David Meltzer, Chief of Hospital Medicine at UChicago Medicine and lead author of the study, said that while the results don’t establish causation, the relationship is worth studying further.
“Understanding whether treating vitamin D deficiency changes COVID-19 risk could be of great importance locally, nationally and globally,” Meltzer told UChicago News. “Vitamin D is inexpensive, generally very safe to take, and can be widely scaled.”
But despite the growing body of evidence linking vitamin D deficiency with more severe COVID-19 outcomes, it’s important to note that scientists still don’t fully understand how vitamin D interacts with COVID-19.

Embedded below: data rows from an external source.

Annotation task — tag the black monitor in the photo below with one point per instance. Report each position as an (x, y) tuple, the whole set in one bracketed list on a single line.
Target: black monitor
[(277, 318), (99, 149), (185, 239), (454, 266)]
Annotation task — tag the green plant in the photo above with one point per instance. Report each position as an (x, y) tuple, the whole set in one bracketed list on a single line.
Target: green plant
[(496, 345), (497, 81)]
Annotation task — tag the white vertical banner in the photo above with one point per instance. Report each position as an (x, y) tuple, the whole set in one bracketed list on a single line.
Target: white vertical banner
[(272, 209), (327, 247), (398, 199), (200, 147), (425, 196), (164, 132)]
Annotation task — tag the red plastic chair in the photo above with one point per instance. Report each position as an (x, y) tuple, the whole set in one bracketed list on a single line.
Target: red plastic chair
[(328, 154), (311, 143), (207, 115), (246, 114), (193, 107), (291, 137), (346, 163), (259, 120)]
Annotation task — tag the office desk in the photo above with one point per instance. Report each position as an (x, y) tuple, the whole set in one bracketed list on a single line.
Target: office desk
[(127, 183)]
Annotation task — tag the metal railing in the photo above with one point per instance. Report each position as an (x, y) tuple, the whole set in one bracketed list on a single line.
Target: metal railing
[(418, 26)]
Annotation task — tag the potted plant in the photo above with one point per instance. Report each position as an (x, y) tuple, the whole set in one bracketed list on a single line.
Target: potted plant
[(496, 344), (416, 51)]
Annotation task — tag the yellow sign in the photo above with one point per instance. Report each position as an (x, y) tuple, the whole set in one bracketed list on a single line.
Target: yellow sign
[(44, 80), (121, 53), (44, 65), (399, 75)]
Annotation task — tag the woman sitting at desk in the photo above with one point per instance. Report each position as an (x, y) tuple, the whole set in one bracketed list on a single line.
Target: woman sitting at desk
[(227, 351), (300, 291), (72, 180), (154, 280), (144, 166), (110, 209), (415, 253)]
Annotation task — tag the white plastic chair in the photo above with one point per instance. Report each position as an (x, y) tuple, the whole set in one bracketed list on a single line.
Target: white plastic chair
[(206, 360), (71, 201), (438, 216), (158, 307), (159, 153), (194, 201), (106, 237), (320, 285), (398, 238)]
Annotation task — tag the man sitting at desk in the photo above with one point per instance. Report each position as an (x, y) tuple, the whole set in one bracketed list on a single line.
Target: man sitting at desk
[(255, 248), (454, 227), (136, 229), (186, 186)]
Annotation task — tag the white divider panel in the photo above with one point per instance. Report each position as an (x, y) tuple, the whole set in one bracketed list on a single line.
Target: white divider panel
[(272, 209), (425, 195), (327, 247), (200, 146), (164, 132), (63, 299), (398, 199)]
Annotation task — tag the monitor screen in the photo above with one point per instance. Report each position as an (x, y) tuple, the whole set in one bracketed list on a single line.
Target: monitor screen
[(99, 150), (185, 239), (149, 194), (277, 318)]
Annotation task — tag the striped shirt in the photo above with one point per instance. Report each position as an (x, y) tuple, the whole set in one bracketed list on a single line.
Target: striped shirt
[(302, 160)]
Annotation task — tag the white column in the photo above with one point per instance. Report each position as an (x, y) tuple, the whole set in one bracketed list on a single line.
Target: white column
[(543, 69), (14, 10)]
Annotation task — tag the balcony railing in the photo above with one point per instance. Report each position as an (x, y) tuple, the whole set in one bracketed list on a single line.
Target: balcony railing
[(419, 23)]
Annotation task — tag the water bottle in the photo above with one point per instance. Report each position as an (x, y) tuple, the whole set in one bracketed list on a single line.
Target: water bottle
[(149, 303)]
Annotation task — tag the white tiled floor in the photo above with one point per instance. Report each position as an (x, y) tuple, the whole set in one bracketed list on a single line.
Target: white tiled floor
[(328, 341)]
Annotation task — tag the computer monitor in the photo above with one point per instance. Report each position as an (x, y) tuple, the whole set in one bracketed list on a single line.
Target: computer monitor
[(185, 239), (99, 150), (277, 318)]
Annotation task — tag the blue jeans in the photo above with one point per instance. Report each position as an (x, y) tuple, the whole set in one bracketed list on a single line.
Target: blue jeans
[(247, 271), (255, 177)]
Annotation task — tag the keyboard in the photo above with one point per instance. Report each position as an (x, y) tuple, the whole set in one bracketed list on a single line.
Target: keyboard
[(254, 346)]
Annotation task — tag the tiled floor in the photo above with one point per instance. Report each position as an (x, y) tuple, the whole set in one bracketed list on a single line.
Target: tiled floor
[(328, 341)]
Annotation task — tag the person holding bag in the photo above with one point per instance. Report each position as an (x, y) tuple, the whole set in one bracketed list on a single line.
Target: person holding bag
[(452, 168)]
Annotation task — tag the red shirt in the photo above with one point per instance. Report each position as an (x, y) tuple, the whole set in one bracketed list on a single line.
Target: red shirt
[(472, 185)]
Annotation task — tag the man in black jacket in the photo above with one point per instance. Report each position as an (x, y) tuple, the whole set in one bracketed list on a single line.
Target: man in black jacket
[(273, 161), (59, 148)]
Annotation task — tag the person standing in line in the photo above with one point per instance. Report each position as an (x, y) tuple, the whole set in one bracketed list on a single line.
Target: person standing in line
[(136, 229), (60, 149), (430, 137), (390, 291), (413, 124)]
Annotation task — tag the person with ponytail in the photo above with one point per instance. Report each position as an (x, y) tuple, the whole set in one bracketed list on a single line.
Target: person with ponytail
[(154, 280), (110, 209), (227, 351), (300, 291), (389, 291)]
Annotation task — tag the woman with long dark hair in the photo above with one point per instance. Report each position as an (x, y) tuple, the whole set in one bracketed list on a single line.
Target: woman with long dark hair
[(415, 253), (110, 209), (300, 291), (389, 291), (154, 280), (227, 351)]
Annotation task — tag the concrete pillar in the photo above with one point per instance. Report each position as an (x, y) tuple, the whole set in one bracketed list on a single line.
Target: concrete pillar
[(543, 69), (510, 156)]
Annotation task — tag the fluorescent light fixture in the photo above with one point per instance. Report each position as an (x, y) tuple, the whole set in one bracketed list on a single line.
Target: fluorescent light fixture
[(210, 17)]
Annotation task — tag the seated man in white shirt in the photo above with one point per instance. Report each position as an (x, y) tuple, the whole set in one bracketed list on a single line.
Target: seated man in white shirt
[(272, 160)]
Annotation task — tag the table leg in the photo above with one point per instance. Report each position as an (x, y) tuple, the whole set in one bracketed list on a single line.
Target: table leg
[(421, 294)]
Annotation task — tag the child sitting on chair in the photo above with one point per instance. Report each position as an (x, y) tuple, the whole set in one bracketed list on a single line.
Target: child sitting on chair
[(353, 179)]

“There is biological plausibility for benefit of vitamin D, since it is known to regulate innate and adaptive immunity in ways that might reduce the viral load in patients exposed to SARS-CoV-2 and mitigate the severity and consequences of cytokine storm,” Dr. Michael Lewiecki, of the University of New Mexico School of Medicine in Albuquerque, told Medscape.
“However, it is important to recognize that associations reported in observational studies do not necessarily mean there is a causal relationship. It may be that higher vitamin D is a marker of better health and lower baseline risk of complications of COVID-19.”
Although there’s debate on the importance of vitamin D levels, it’s probably a good idea to make sure you’re not deficient in vitamin D. A healthy range is generally considered to be between 20 and 50 nanograms per milliliter of blood (though certain populations may require higher levels).
You can get more vitamin D by spending time in sunlight; eating fatty fish, egg yolks, mushrooms and fortified foods; taking supplements (note the differences between vitamin D2 and vitamin D3); or getting a doctor’s prescription for a specific type of vitamin D.
But note that consuming too much vitamin D can be toxic, as the National Institutes of Health warns:
“The daily upper limit for vitamin D is 25 mcg to 38 mcg (1,000 to 1,500 IU) for infants; 63 mcg to 75 mcg (2,500 to 3,000 IU) for children 1-8 years; and 100 mcg (4,000 IU) for children 9 years and older, adults, and pregnant and lactating teens and women. Vitamin D toxicity almost always occurs from overuse of supplements.”